Va al bar in orario di lavoro: fu tentata truffa, anche se lieve

Fagagna, la Corte d’appello ha ribaltato la sentenza di assoluzione di un operaio. Il legale dell’azienda, avvocato Campeis: «Voleva vedersi la finale di calcio in tv»

FAGAGNA. Allontanarsi dal lavoro senza timbrare l’uscita, per andare al bar a guardare la partita di calcio, non integra il reato della truffa. Questo aveva stabilito il tribunale di Udine due anni fa, con l’assoluzione di un operaio della “Afg srl” di Fagagna, che la sera del 1° luglio 2012 si era assentato per circa un’ora dalla propria postazione, per seguire alla tv la finale degli Europei.

Il principio, fortemente contestato dall’azienda, è stato ora ribaltato dalla Corte d’appello di Trieste che, accogliendo la tesi del pm e della stessa parte civile, ha ritenuto sussistente la tentata truffa, chiudendo tuttavia il procedimento con sentenza di non punibilità «per tenuità del fatto».

La vicenda era già stata dibattuta in sede civile, con la causa avviata dal dipendente, il 28enne Raffaele Tam, di Codroipo, dopo il licenziamento deciso dalla ditta, alla quale era legato da un contratto di apprendistato di quattro anni.

Al dipendente, il giudice del lavoro aveva riconosciuto la formula del «licenziamento ritorsivo» con conseguente diritto a un risarcimento pari a poco meno di 40 mila euro. Un precedente che il titolare dell’azienda, Mauro Polano, aveva temuto potesse diventare motivo di emulazione per altri dipendenti e che lo aveva ulteriormente convinto a insistere in sede penale, seppure ai soli effetti della responsabilità civile, con l’impugnazione del verdetto di proscioglimento.

È stato l’avvocato Giuseppe Campeis a contestare punto per punto le conclusioni che avevano portato il giudice di primo grado ad accogliere la tesi della difesa, rappresentata dall’avvocato Bruno Malattia. Una tale impostazione – ha osservato – escluderebbe de facto l’ipotesi della truffa ogniqualvolta un dipendente abbandoni il posto di lavoro senza preoccuparsi di nascondere l’accaduto.

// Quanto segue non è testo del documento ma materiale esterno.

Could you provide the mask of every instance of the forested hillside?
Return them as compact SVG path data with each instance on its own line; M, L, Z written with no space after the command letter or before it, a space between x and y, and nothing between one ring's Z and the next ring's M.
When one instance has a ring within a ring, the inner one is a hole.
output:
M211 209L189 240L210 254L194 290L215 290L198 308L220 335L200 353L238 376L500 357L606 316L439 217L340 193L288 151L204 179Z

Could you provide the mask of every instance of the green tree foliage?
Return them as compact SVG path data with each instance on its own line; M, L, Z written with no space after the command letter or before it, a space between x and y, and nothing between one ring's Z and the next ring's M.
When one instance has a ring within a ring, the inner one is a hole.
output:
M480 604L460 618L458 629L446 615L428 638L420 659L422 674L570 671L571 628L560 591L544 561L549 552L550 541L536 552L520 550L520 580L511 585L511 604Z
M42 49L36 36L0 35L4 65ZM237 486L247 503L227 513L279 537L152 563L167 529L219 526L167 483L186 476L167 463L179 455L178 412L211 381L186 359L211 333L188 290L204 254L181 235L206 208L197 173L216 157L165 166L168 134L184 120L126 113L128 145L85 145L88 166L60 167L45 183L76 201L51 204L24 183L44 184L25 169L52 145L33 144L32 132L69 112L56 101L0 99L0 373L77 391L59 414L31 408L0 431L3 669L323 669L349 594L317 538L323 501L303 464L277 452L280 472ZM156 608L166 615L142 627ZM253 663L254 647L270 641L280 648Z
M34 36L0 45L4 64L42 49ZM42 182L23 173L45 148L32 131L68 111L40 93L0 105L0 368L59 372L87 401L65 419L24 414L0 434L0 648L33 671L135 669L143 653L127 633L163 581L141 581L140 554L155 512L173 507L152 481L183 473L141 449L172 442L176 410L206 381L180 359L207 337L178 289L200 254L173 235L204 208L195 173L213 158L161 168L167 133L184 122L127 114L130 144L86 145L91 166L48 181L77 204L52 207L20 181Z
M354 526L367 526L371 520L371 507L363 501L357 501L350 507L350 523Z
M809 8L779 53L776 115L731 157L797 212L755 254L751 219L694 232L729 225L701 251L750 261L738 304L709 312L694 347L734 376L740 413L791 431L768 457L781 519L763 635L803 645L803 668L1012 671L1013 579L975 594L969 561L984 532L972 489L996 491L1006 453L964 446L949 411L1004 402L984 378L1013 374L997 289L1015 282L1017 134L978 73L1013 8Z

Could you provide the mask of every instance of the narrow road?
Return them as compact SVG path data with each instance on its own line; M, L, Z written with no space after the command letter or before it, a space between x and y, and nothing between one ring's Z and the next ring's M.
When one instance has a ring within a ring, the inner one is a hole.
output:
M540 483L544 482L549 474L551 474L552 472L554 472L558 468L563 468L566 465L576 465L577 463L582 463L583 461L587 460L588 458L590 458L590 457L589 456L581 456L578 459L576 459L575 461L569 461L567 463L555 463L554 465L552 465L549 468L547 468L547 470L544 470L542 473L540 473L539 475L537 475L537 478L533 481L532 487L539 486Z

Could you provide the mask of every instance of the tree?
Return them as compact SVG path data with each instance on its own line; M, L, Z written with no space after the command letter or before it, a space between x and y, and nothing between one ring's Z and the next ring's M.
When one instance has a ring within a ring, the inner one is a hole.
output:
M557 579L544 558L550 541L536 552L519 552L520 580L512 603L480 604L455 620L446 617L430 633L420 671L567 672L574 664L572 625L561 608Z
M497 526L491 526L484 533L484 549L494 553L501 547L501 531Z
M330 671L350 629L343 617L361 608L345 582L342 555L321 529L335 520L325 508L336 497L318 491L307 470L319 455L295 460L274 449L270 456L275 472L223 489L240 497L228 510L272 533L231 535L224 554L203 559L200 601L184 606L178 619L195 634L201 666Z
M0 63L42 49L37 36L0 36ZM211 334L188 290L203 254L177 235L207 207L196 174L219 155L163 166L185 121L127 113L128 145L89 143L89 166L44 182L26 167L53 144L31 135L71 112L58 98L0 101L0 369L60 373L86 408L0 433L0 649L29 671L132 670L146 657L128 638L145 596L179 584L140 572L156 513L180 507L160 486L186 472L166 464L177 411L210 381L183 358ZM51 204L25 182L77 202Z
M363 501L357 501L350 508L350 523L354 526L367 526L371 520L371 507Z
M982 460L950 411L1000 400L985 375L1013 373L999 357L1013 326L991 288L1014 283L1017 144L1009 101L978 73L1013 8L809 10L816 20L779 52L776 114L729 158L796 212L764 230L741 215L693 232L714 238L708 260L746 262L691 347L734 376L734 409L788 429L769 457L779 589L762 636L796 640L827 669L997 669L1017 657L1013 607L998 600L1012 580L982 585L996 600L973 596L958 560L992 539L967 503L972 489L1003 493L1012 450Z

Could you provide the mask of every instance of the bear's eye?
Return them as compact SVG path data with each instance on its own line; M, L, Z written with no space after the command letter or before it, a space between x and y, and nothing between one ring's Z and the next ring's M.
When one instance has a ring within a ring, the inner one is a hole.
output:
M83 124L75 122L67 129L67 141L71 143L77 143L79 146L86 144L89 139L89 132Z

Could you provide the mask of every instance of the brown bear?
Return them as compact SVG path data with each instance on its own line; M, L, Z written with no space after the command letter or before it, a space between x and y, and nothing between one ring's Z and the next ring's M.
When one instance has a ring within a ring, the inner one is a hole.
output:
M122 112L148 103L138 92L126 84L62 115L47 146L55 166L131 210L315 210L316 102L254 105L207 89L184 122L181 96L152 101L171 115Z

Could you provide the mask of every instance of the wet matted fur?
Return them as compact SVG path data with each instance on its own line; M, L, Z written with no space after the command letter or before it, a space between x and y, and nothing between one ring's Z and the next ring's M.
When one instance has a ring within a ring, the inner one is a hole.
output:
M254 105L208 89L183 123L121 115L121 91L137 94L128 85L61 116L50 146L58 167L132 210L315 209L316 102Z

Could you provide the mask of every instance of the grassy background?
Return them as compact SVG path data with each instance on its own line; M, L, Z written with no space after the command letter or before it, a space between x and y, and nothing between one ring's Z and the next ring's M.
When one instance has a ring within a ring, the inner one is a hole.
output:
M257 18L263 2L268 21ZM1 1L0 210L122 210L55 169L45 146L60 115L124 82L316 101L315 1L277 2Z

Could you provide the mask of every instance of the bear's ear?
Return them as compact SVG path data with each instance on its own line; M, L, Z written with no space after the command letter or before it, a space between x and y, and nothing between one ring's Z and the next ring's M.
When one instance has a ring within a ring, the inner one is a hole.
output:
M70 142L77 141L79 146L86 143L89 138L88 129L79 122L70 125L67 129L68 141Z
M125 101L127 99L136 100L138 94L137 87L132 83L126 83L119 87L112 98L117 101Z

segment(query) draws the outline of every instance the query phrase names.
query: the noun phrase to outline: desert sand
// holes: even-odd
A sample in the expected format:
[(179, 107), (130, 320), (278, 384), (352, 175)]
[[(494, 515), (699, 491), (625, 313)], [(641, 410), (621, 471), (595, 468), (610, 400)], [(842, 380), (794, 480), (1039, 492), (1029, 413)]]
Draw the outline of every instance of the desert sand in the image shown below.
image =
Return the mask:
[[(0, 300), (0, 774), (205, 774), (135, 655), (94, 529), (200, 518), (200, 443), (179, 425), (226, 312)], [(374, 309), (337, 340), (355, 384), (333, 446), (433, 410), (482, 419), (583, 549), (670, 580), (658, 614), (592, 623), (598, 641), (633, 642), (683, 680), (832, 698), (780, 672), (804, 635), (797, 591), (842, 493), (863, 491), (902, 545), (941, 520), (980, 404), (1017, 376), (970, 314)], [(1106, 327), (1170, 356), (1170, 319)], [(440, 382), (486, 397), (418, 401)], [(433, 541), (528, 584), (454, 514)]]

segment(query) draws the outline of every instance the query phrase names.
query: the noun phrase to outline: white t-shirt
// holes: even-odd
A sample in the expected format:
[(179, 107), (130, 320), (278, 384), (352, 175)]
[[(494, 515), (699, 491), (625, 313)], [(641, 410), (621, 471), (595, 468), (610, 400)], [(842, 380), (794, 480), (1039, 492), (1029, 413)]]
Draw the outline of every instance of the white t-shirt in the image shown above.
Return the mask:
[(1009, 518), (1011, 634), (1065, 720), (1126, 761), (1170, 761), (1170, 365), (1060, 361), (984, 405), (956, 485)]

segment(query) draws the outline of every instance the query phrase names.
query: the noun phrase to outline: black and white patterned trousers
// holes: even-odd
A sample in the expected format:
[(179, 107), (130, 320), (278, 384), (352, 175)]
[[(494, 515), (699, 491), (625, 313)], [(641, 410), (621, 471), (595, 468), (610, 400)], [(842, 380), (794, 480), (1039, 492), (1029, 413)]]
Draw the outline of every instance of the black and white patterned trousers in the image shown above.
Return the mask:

«Il tribunale ha ritenuto carente la prova del dolo – ha ricordato Campeis –, perchè l’obiettivo perseguito dal Tam con la propria condotta non sarebbe stato di lucrare indebitamente lo stipendio, ma semplicemente di assistere alla partita di calcio senza incorrere nelle rimostranze del datore di lavoro. L’imputato – ha aggiunto –, lungi dal riconoscere la propria responsabilità, aveva dichiarato di averlo fatto solo perchè aveva caldo, necessitava di rifocillarsi e il macchinario (quello cui era assegnato, ndr) non era funzionante». A fare cascare il palco è stata la testimonianza del collega cui, prima di uscire, disse di andare a vedere il match «perchè non riusciva a fare partire l’impianto».

Secondo il legale dell’azienda, insomma, Tam fece quanto nelle sue possibilità per farla franca. «Omise di timbrare l’uscita e fece pressioni sul proprio collega di reparto, affinchè mantenesse il silenzio».

Campeis ha inoltre evidenziato come il guasto alla macchina avrebbe dovuto imporgli di «porre in essere immediati interventi di ripristino» e non certo offrirgli una scusa per andarsene. Sotto il profilo giuridico, poi, ha argomentato come nel reato di truffa «la specifica finalità del comportamento sia priva di rilevanza» e come quindi, nel giudicare questo caso, «il tribunale abbia confuso il dolo con il movente».